Tuesday, September 15, 2009

Tips For Trading Ascending Wedges Long With CFDs

By Jeff Cartridge

The ascending wedge can be traded very successfully on the long side entering the trade as the stock breaks out to the upside. This is not how you would normally trade this pattern though as the text books will tell you to trade it when it breaks down. The pattern forms when the two boundary lines that contain the price movement converge to a point. The top line slopes up, and the bottom line slopes up even steeper to meet the top line.
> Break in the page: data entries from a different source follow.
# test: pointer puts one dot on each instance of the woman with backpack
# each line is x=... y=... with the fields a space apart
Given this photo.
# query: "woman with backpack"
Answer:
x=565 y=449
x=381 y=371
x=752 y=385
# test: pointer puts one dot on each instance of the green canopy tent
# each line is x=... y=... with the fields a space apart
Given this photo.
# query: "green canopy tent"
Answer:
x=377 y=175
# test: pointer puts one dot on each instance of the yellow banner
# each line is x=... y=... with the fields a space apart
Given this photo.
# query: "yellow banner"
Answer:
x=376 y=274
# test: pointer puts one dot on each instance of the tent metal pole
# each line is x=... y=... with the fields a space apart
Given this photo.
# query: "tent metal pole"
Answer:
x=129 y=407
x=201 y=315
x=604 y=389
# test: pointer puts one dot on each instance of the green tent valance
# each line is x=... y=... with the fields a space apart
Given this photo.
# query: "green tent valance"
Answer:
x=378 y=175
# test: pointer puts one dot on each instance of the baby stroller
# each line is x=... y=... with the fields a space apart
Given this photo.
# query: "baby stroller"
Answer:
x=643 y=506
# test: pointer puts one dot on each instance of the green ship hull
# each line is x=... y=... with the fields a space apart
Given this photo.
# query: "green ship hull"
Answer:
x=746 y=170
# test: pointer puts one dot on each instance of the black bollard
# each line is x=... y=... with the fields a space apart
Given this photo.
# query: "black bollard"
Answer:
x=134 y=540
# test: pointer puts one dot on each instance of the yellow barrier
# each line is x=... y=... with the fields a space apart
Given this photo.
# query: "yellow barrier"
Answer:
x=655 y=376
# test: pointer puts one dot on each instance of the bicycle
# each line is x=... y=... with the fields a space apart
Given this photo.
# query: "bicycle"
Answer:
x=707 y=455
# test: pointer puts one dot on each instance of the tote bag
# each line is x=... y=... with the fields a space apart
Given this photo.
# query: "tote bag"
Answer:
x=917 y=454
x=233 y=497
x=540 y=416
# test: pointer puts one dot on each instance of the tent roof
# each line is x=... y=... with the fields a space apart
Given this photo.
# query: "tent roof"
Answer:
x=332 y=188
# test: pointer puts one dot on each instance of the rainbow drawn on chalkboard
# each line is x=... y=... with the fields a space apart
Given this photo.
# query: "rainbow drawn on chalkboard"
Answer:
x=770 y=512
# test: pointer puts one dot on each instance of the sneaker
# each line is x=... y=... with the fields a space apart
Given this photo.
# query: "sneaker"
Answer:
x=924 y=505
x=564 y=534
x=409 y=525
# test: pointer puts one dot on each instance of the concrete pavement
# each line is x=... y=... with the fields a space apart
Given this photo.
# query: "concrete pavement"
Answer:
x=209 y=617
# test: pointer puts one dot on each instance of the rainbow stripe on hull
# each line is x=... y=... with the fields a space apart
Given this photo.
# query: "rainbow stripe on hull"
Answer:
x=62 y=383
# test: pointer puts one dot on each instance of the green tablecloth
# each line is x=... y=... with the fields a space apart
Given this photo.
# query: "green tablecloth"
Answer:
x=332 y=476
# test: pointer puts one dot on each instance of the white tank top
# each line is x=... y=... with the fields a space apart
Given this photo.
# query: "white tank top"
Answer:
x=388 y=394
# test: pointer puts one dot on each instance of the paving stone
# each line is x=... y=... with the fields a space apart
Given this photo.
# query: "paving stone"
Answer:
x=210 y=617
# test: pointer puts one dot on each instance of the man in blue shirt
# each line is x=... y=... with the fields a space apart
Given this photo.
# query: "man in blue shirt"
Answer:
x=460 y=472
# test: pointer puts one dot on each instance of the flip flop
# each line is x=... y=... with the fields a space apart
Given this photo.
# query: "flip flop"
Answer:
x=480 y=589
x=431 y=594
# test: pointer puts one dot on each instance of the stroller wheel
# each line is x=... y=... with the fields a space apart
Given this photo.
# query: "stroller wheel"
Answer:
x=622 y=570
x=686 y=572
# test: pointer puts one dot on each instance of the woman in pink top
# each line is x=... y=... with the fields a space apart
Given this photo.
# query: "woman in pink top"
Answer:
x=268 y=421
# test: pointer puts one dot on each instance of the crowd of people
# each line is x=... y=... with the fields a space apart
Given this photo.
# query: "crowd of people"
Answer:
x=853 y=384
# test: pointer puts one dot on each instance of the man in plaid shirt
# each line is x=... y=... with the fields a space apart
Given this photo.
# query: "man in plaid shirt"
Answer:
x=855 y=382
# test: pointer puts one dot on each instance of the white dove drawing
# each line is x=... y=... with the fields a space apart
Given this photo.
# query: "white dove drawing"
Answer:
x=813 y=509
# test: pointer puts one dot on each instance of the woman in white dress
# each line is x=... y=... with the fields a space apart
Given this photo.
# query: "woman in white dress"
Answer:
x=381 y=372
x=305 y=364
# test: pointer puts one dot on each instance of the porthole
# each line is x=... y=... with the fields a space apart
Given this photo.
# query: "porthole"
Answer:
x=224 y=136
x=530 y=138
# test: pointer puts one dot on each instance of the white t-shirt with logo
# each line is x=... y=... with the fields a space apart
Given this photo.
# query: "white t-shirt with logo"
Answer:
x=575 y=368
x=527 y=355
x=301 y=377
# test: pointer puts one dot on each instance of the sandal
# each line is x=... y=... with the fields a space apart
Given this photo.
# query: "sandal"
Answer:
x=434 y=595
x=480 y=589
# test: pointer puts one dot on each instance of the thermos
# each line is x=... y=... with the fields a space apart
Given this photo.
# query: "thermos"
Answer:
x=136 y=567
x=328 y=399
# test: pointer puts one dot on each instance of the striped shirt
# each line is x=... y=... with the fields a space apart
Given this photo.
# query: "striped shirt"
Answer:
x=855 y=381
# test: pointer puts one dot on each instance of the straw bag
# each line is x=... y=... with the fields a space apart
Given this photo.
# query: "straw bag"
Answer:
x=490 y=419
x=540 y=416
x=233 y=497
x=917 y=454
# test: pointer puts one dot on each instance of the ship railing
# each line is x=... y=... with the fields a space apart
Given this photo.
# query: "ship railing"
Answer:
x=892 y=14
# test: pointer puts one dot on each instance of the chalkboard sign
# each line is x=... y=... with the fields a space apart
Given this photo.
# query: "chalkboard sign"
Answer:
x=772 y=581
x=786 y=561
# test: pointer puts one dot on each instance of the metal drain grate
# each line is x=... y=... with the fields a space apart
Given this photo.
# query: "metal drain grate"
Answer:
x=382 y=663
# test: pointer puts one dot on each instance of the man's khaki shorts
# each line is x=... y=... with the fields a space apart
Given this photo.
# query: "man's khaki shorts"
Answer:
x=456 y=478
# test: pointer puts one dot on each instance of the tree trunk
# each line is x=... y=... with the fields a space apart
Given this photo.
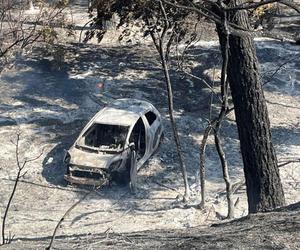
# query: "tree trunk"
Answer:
x=264 y=189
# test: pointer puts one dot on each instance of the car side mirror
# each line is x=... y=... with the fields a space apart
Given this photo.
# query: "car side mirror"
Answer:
x=132 y=146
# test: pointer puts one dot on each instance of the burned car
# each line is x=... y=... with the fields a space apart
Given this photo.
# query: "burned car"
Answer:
x=115 y=143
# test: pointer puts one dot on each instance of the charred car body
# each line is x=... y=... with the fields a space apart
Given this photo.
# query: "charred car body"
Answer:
x=115 y=143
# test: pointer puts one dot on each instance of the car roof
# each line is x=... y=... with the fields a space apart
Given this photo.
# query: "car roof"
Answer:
x=124 y=112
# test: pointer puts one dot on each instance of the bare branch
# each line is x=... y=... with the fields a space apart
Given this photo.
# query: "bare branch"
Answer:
x=69 y=211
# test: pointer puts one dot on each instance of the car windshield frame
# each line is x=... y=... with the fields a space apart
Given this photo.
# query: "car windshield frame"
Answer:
x=121 y=136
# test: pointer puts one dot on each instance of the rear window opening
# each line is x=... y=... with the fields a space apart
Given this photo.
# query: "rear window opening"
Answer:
x=105 y=136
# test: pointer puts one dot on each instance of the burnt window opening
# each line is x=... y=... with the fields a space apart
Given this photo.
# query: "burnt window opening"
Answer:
x=104 y=136
x=138 y=137
x=151 y=117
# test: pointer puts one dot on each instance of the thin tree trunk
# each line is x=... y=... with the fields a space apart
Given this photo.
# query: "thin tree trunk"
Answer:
x=264 y=189
x=174 y=127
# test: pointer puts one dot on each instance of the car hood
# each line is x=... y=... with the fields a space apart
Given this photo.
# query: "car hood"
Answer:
x=81 y=157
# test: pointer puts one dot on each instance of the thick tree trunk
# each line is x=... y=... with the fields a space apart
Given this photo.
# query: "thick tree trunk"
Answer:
x=264 y=189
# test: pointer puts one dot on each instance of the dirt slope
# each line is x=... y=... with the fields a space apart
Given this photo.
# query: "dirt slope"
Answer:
x=274 y=230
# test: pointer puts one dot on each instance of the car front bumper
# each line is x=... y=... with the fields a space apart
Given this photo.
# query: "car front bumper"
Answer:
x=84 y=181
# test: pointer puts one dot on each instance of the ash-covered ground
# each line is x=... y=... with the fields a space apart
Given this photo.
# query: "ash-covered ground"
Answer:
x=50 y=105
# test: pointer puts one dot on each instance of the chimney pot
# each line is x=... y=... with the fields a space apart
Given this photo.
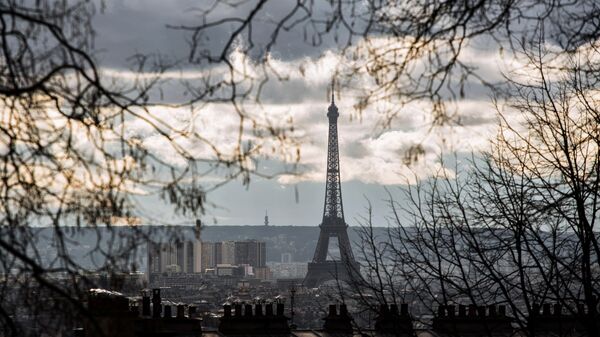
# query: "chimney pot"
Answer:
x=451 y=310
x=557 y=309
x=258 y=309
x=343 y=310
x=472 y=310
x=535 y=309
x=581 y=308
x=332 y=310
x=394 y=309
x=502 y=310
x=145 y=305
Ascending Wedges, Surprise On The Upside

The breakout of the ascending wedge would be expected to be down and conventional wisdom would have you trading this pattern short. In reality 68% of the patterns break to the upside, so a break down is relatively rare. The upside breakout of ascending wedges can deliver positive returns with 48% of the patterns being profitable. The average return for the long trades is 0.94% in 9 days. This is a respectable performance on the long side.

Refine Your Entries

When you look at the performance of an ascending wedge in bearish market conditions you will see the results were not as strong as they were in more bullish years. Trading ascending wedges when the market is in an up trend or consolidating improves your trading results. The sector and the stock are ideally in a down trend or a consolidation. So in effect you are entering a retracement in the stock and sector during a bullish market phase.

Avoid trading ascending wedge patterns that breakout late, in the last 20% of the pattern. Likewise avoid very shallow patterns where the height of the pattern is less than 6% of the stock price. Patterns that take longer than 44 days to form also perform poorly.

Illiquid stock can sometimes be identified by two identical closes and if this is the case you are better to avoid these trades. Prior to the breakout a low less than the previous day is beneficial. If volume supports an ascending wedge breakout then the profitability of the trades improves. For volume to support the breakout, volume when the stock is going up should be greater than volume when the stock is going down.

Trading Ascending Wedges Can Be Profitable

By following some very specific rules, and these rules do matter, profitability of trading ascending wedges can be improved substantially. With an average return per trade almost doubling to 1.89% in 8 days and a hit rate of 52% ascending wedges can be traded very successfully when the conditions are right.

Note: Statistics for this article have been provided by Patterns Trader after analyzing over 60,000 chart patterns on the Australian market from 2000 - 2008.